At two and a half hours long (which includes an end credit sting) this is the longest Matrix film since the first, but feels shorter than both Reloaded and Revolutions thanks to its scaled back philosophy lessons. The first hour flashes past in the blink of an eye, a nostalgic retread of familiar beats, worked in with some post modern self-referential whit, which seduces fans into a nest of comfort. Just after the hour mark the pacing wobbles, stutters, and becomes stagnant for just an instant too long; a catch-up on the world outside of the construct induces flashbacks to the not-so-great sequels, but thankfully before falling too far down this rabbit-hole, the film corrects itself. Focus once more returns to the virtual world and things get exciting once more. Not quite “guns, lot’s of guns” bullet-time levels of ecstasy, but plenty to please action lovers.
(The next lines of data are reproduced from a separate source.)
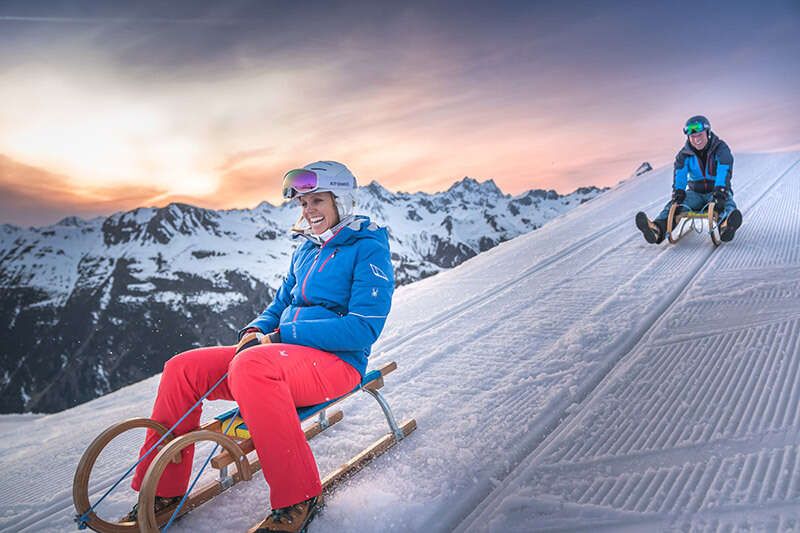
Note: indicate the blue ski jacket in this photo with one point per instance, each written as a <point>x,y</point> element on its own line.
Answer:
<point>702,176</point>
<point>336,296</point>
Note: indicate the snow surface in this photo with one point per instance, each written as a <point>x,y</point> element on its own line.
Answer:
<point>573,378</point>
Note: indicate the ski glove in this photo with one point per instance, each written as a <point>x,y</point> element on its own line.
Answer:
<point>720,197</point>
<point>254,337</point>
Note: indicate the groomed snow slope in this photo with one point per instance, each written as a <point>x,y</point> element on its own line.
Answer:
<point>574,377</point>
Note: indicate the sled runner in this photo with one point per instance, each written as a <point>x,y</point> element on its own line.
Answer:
<point>689,221</point>
<point>228,431</point>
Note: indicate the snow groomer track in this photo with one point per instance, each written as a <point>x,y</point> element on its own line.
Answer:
<point>574,378</point>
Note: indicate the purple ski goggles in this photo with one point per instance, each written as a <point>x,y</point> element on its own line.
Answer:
<point>299,181</point>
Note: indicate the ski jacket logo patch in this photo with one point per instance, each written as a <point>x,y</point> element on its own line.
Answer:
<point>378,272</point>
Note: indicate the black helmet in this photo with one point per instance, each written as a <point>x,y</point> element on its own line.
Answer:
<point>696,124</point>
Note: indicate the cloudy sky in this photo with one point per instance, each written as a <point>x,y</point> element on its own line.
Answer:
<point>114,105</point>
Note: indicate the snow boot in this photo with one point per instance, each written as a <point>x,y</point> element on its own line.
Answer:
<point>160,505</point>
<point>653,231</point>
<point>292,519</point>
<point>729,226</point>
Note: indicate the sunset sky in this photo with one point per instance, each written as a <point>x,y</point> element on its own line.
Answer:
<point>106,106</point>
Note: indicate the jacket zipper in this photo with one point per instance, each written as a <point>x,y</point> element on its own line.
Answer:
<point>311,270</point>
<point>328,259</point>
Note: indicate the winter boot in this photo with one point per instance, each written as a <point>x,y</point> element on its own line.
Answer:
<point>160,505</point>
<point>653,231</point>
<point>729,226</point>
<point>292,519</point>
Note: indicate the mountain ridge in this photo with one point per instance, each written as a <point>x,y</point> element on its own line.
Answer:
<point>118,295</point>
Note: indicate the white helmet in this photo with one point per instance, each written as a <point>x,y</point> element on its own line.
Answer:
<point>324,176</point>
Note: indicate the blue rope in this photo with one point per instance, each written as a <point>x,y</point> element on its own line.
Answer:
<point>84,518</point>
<point>197,477</point>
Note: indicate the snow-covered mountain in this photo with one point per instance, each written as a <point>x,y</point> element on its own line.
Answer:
<point>575,378</point>
<point>90,306</point>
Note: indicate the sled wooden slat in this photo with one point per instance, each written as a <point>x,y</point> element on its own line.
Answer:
<point>224,458</point>
<point>362,459</point>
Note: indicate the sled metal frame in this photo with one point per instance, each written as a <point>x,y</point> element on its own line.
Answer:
<point>235,450</point>
<point>692,221</point>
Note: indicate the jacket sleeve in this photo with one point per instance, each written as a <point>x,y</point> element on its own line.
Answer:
<point>269,319</point>
<point>370,301</point>
<point>724,166</point>
<point>680,175</point>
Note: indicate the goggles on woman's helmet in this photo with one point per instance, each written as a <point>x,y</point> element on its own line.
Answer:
<point>303,181</point>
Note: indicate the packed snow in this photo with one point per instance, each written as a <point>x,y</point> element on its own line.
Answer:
<point>574,378</point>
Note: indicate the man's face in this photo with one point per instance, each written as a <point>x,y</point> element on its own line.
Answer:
<point>699,140</point>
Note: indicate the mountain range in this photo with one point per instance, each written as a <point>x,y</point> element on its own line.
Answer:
<point>89,306</point>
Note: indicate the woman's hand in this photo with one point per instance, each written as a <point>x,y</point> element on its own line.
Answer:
<point>255,337</point>
<point>248,340</point>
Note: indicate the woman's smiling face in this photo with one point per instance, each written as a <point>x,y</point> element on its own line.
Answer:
<point>319,210</point>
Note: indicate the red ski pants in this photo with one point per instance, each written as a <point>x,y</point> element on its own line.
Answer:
<point>268,382</point>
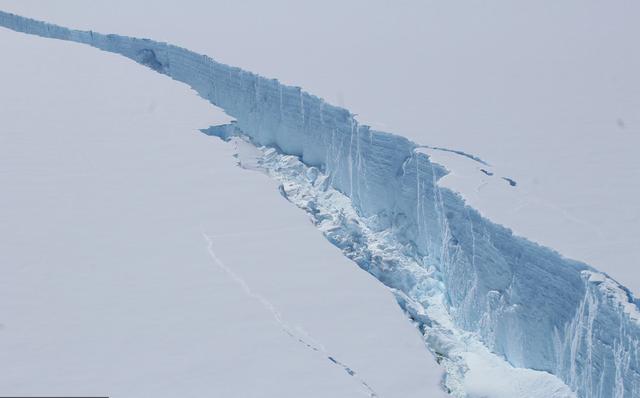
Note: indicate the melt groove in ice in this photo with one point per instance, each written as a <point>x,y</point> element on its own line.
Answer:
<point>524,302</point>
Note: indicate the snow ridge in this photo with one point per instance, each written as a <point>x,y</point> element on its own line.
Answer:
<point>523,302</point>
<point>292,332</point>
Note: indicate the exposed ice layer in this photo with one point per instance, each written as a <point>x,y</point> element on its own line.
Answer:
<point>525,302</point>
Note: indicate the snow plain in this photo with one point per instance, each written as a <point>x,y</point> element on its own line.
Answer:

The only thing that can hurt the success of The Matrix Resurrections is the state of world into which it has been released. With cases of Covid-19 rising thanks to a new variant, the viability of cinemas to remain open in the immediate future remains uncertain. A closure of movie theatres would undoubtedly hurt the box office, which in turn would be disastrous for any potential new trilogy.
With The Matrix Resurrections Lana Wachowski bucks the trend of so many reboots by crafting something that is heartfelt, tender, and feels like a true continuation of its source. Homage and respect is paid to what has come before, but in such a way that it doesn’t feel like endless fan service has just been shoehorned in to appease the rabid fanboys. In fact, the die-hard fanboys may take issue at the changes in characters and action, but those that understood the essence at the heart of the original trio of films will fall head over heels once more.
Watching the return of this series to the big screen, which I only had a passing interest in thanks to reboot burnout, was like reuniting with a long-lost friend. There’s a level of comfort and familiarity, alongside presentation of enough new content to keep things interesting. A return to the magic of the original, played out in different ways, The Matrix Resurrections gave me full body goosebumps on more than one occasion, and I can’t wait to return for another watch.
The Matrix Resurrections is in cinemas across the UK now.